H&E Knowles (Lye) Limited, a West Midlands company in Waterfall Lane, Cradley Heath , has been ordered by Dudley and Halesowen magistrates to pay fines after a worker sustained serious head injuries because of a pneumatic metal press. Maintenance engineer, Wayne Hill, 42, of Lye, Stourbridge, was in the midst of repairing the press when suddenly it started working again and it had begun to crush his head. The press had him trapped for ten minutes before he was set free by colleagues. He suffered multiple severe injuries – he broke his nose and jaw, he ripped off his upper lip and his tongue was completely bitten through. In addition to these horrific injuries, Mr Hill also suffered lacerations to the back of his head and neck, arm muscle damage, excruciating neck pain and his left side was left bruised and scratched.
Much reconstructive surgery was necessary for Mr Hill. Furthermore, his upper lip and nose have increased sensitivity in addition to pain in his teeth and shoulder scarring suffered. Counselling was also necessary after Mr Hill started suffering emotionally with nightmares and flashbacks of the incident. He was rendered unable to work for nearly five months but now works at the company again. An investigation into the incident was conducted by the Health and Safety Executive (HSE) and it discovered that the machine had a defective interlocking guard.
The press is used to take a sheet of metal and mould it into a wheelbarrow body and should not be able to work correctly if the door is open. In the instance of Mr Hill, a fault with the machine meant the it did not detect an open door. Furthermore, it was found that the machine was created and built by the company 25 years ago. As a result, there are no technical drawings or any other documentation available and an adequate risk assessment had never been completed on the machine. The machine broke down on a regular basis and maintenance staff did not have access to proper instructions with regards to fixing it.

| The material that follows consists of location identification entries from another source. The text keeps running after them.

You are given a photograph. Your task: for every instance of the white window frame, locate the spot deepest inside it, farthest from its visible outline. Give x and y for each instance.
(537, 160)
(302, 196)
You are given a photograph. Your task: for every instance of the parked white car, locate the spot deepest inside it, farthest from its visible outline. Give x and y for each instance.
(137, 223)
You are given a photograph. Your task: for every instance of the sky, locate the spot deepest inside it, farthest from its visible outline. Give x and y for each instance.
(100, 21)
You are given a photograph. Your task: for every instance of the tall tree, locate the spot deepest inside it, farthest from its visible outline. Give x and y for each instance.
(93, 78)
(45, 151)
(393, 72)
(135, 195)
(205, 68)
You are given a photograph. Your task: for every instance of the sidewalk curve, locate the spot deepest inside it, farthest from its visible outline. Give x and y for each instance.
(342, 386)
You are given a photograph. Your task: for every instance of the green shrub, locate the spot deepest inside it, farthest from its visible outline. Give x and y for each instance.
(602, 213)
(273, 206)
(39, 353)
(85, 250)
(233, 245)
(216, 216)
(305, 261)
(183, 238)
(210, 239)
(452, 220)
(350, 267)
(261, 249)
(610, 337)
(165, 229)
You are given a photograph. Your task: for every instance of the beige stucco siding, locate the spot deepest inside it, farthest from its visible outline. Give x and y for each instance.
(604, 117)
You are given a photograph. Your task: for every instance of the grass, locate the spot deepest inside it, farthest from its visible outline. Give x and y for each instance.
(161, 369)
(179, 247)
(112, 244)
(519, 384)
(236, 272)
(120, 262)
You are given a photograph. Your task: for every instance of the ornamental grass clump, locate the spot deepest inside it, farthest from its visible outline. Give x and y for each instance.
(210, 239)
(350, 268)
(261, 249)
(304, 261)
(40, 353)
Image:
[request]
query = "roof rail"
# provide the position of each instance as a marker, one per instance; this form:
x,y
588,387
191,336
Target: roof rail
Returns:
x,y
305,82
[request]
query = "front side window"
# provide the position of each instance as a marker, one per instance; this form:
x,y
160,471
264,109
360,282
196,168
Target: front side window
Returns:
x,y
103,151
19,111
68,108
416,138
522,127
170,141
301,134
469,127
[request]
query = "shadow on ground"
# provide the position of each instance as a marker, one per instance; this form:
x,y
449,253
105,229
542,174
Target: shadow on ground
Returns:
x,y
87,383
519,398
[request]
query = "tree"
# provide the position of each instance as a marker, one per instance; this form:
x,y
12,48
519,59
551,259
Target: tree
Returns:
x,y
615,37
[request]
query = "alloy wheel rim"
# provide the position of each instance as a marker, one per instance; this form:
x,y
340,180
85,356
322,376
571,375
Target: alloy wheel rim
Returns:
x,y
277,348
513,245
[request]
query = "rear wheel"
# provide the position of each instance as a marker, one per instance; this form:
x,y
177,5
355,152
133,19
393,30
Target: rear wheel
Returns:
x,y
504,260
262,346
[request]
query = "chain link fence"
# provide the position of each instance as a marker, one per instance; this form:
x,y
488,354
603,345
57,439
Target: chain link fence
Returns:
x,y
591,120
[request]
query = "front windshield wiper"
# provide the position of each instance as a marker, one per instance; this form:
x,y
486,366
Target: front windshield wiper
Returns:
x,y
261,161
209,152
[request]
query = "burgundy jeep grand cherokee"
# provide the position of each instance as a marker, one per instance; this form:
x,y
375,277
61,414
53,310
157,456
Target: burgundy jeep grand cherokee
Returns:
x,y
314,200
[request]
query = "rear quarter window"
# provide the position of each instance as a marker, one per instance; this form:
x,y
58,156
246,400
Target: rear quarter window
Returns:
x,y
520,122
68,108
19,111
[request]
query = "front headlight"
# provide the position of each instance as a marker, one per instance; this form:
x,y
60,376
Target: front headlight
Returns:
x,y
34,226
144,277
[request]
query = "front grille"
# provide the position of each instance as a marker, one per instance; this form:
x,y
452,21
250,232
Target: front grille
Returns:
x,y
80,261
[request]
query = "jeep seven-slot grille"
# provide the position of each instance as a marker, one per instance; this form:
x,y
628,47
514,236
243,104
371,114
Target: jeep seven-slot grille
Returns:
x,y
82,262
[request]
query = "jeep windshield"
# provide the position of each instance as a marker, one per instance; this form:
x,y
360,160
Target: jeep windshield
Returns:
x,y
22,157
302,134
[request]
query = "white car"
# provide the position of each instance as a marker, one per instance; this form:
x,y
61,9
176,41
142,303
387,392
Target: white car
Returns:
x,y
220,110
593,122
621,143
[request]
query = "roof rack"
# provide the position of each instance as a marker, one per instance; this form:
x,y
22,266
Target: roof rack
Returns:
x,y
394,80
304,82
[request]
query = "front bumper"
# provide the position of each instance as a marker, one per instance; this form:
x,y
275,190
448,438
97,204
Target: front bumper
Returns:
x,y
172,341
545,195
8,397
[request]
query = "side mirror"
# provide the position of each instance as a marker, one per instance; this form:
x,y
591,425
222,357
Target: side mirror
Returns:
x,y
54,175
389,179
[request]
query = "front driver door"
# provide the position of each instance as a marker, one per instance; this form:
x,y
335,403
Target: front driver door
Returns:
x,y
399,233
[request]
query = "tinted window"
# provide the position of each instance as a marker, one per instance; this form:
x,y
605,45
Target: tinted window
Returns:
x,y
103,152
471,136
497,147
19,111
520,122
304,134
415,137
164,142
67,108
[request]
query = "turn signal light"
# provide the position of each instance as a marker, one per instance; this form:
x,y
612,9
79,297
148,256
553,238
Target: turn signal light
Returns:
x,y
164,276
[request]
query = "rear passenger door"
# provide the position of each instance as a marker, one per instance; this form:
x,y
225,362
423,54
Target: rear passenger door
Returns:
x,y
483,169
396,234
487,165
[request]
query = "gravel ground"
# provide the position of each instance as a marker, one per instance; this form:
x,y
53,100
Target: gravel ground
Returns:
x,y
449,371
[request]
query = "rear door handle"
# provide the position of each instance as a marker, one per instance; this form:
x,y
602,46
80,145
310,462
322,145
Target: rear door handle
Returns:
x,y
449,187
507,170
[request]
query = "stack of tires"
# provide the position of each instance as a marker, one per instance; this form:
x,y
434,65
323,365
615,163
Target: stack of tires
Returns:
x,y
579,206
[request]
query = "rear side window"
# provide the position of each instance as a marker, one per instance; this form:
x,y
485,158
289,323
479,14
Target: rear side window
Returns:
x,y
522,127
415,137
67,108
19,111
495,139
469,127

H&E Knowles (Lye) admitted guilt to violating Section 2(1) of the Health and Safety at Work etc Act 1974 and was ordered to pay a fine of £18,000 with £7,220 costs.
Following the hearing, John Glynn, a HSE inspector said:
“Mr Hill was extremely lucky not to have lost his life in this entirely preventable incident. The company should have provided safe equipment and a safe system of work for its staff. Instead, it failed almost entirely to comply with health and safety legislation in that it designed, built and operated a dangerous piece of machinery.
“There was a grossly inefficient assessment of risk, inadequate controls and a lack of supervisory oversight that exposed staff to terrible risks and left a man with horrific injuries.”